A mostly virtual semester has brought many new challenges to the collegiate learning experience. While some aspects of online learning still resemble normal classes, one of the biggest changes to adjust to is the increase of asynchronous classes. Without having traditional class periods for lectures, it’s easy to forget about and lose motivation for class. Here are some reminders that can help you stay up to date with your asynchronous coursework:

  • Set time aside: Set specific time aside each week to watch lecture videos, do homework, and attend office hours or study sessions. It’s easy to forget about an asynchronous course since there are no set times for lectures or discussions. Find open spots in your weekly agenda to work on that course, and when possible try to make it the same time every week. Working on a course at the same specific time each week can make it easier to remember and it will almost feel like a live session!
  • Make deadlines: Similar to the point above, you need to hold yourself accountable for keeping up with your coursework. Set a solid timeline for studying and stick to it. If you’re a little bit forgetful, try setting reminders or alerts on your phone or laptop.
  • Find the right space: Whether you are at an apartment, dorm, or at home this semester, it is important to find the right space where you can study in peace and quiet. If you are at home, think about investing in a pair of noise-canceling headphones to quiet background noise from family or siblings. For those of us who are on campus, try working out a schedule for quiet study hours with your roommate. Sometimes it can still be hard studying where you live, but luckily the Illinois libraries have you covered. At Grainger and the UGL, individual quiet study spaces are available for reservation. Check out Grainger and UGL to reserve a space. There are also some open classrooms available for studying; check out the Registrar's page for more info.

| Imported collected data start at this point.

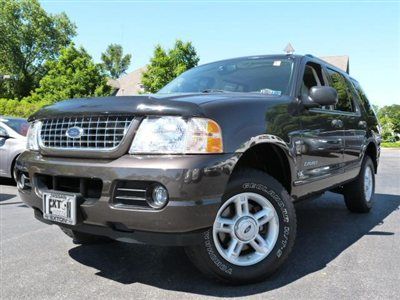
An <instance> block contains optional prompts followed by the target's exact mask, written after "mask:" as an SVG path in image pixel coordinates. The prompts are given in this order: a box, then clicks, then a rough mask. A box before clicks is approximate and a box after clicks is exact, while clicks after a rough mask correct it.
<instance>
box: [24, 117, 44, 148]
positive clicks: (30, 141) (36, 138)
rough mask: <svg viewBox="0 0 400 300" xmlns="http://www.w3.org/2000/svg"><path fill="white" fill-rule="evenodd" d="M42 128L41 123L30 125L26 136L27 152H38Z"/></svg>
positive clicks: (35, 122)
mask: <svg viewBox="0 0 400 300" xmlns="http://www.w3.org/2000/svg"><path fill="white" fill-rule="evenodd" d="M41 128H42V122H40V121H36V122H34V123H31V125H30V126H29V129H28V134H27V145H26V146H27V148H28V149H29V150H33V151H38V150H39V134H40V129H41Z"/></svg>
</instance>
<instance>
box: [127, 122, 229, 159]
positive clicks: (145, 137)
mask: <svg viewBox="0 0 400 300" xmlns="http://www.w3.org/2000/svg"><path fill="white" fill-rule="evenodd" d="M222 152H223V146H222V133H221V129H220V127H219V125H218V124H217V123H216V122H214V121H212V120H210V119H204V118H190V119H184V118H182V117H148V118H146V119H144V120H143V121H142V123H141V124H140V127H139V129H138V131H137V132H136V135H135V138H134V140H133V143H132V145H131V148H130V150H129V153H130V154H136V153H164V154H167V153H170V154H174V153H222Z"/></svg>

  • Dress the part: One difficulty of not being in person for classes is getting into the right headspace. Rolling out of bed in your pajamas to watch pre-recorded lecture videos won’t yield the same study results as getting ready for an in-person lecture. Get up early for class, eat breakfast, shower, and dress as if you were about to go to an in-person class. Getting ready like this helps to minimize distractions, focus on the material at hand, and reminds you what normal lectures feel like.
  • Utilize office hours: Going to virtual office hours helps you create rapport and connect with your professors. It also helps to keep yourself accountable: you wouldn’t want to go to office hours being two weeks behind on the material. Office hours are a valuable time to go over difficult concepts and reinforce what information you should focus on. Remember, some professors are having just as hard of a time recording lectures in an empty room as you are having to watch them alone. Often, they are just happy to have that face-to-face interaction with students.

Try incorporating some of these suggestions in your daily schedule and you will be able to see the difference. Just remember that college life will return to normal at some point, and we will not stay virtual forever. These tips will help you create long-term study habits that will still be useful once in-person activities resume.